Liczby

Co mówią, a czego nie mówią, dane o religijności Polaków?

Każdorazowy przegląd kościelnych statystyk nieodłącznie kojarzy się z mającym długie wąsy humorem o lekarzu, przekazującym pacjentowi dwie wiadomości: dobrą i złą. W zależności od przyjętego klucza podobnie można je interpretować. Jednym potwierdzą tezę o pełzającym kryzysie, innym o mającej się nieźle wyznaniowej twierdzy. Tu chciałbym zwrócić uwagę na jeden aspekt opublikowanych wczoraj danych.

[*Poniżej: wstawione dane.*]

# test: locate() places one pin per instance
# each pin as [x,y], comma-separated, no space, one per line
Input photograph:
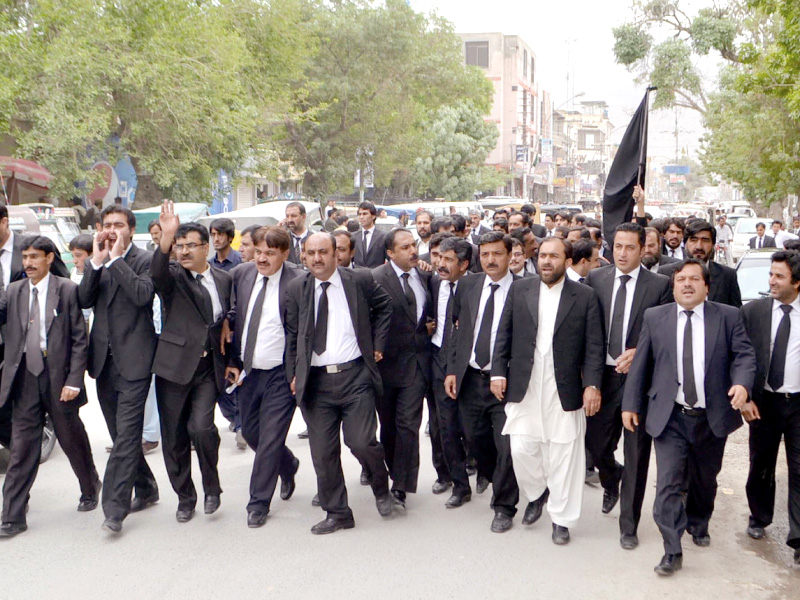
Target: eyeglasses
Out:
[190,246]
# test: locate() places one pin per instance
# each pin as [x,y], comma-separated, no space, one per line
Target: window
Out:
[477,54]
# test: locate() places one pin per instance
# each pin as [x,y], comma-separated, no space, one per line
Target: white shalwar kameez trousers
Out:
[547,442]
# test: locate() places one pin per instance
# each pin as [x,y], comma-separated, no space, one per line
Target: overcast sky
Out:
[574,35]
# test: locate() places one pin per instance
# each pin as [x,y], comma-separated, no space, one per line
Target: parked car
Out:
[752,273]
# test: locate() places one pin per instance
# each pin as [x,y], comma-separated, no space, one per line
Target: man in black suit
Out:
[700,238]
[265,400]
[117,285]
[694,384]
[773,325]
[45,359]
[337,326]
[625,291]
[477,306]
[547,370]
[653,259]
[760,240]
[189,365]
[406,366]
[371,245]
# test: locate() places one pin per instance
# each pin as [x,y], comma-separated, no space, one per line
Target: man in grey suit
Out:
[45,359]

Są, mimo wielu szczegółów, dość ogólne i wymagają doprecyzowania przynajmniej na dwóch poziomach.

Po pierwsze ludzie określający siebie jako głęboko wierzący. Na jakiej podstawie, wedle jakich kryteriów, tę kategorię utworzono. Czym innym bowiem jest subiektywne odczucie (mogę czuć się świetnym księdzem, a nim nie być), czym innym zaś przyjęcie pewnych kryteriów. Takich jak częstsze niż w każdą niedzielę uczestnictwo we Mszy świętej, systematyczna spowiedź, zaangażowanie w grupie apostolskiej, troska o rozwój duchowy. Można dopisać więcej. Zatem głęboko wierzący, bo tak czują czy głęboko wierzący, bo jego subiektywne odczucie zostało w jakiś sposób zweryfikowane (jeśli kategorię głębi da się zweryfikować).

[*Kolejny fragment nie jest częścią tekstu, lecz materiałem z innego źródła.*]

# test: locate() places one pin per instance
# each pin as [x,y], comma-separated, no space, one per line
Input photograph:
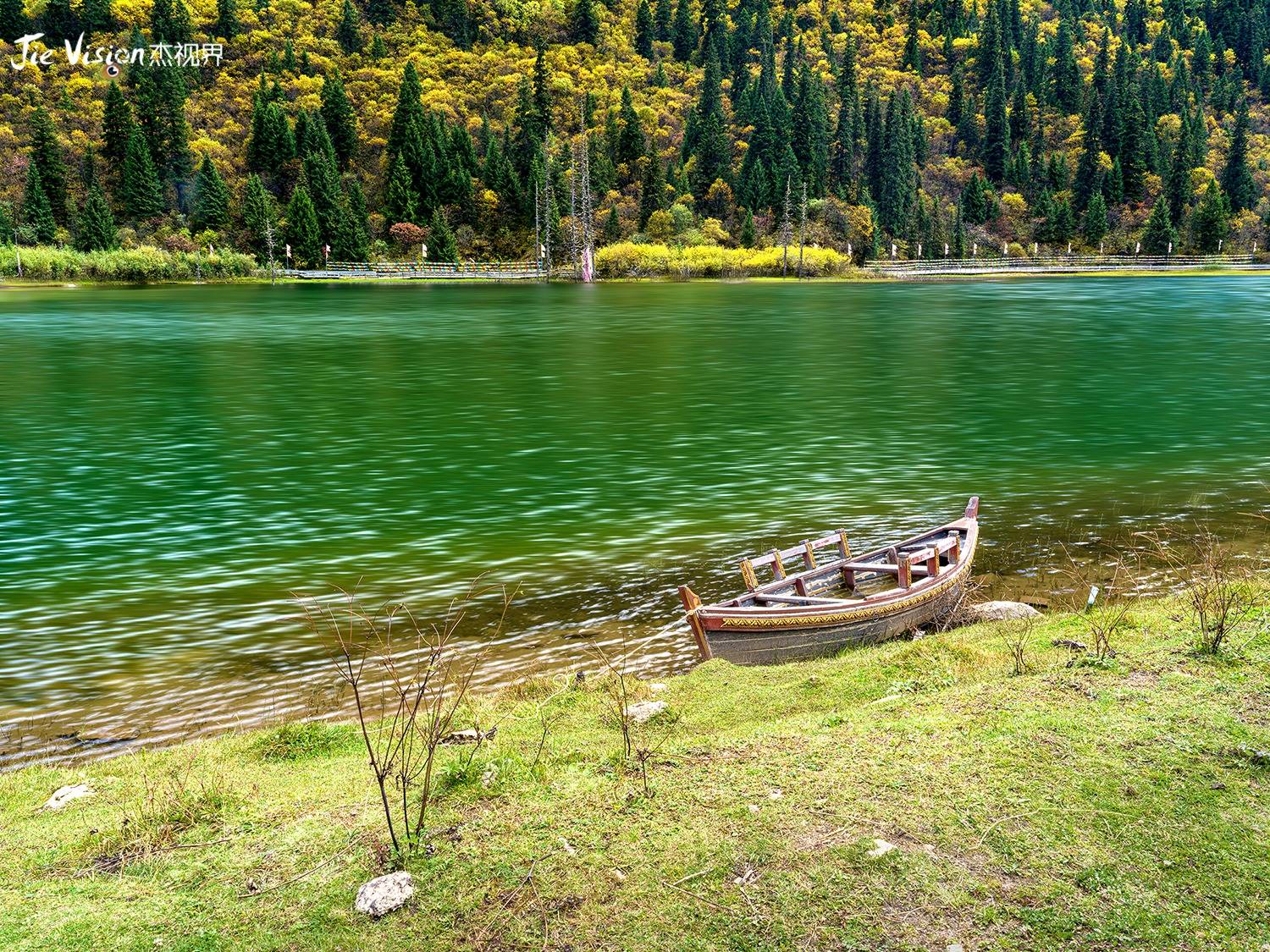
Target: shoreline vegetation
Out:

Po drugie coraz więcej osób widzi potrzebę stworzenia mapy religijności. Inna jest religijność Podhala, inna Pomorza Zachodniego. Co zresztą zostało zasygnalizowane. Ale na czym ta inność polega. Dalej religijność obszarów wiejskich. Mówi się od pewnego czasu, że obok młodzieży to najbardziej dotknięte laicyzacją środowisko. Czy zostały wypracowane kryteria oceny procesów laicyzacyjnych, a jeśli tak na ile potwierdzają zasadność ewentualnie bezzasadność lansowanej tezy. Jeśli chodzi o młodzież. Warto byłoby dowiedzieć się jaki jej odsetek, po przyjęciu sakramentu bierzmowania, angażuje się w życie swoich wspólnot, a jaki zrywa z nimi kontakt i jak to wygląda w różnych rejonach Polski. Stworzona w oparciu o precyzyjne kryteria mapa z pewnością pomogła by wypracowywać programy duszpasterskiej bardziej zakorzenione w realiach konkretnych wspólnot.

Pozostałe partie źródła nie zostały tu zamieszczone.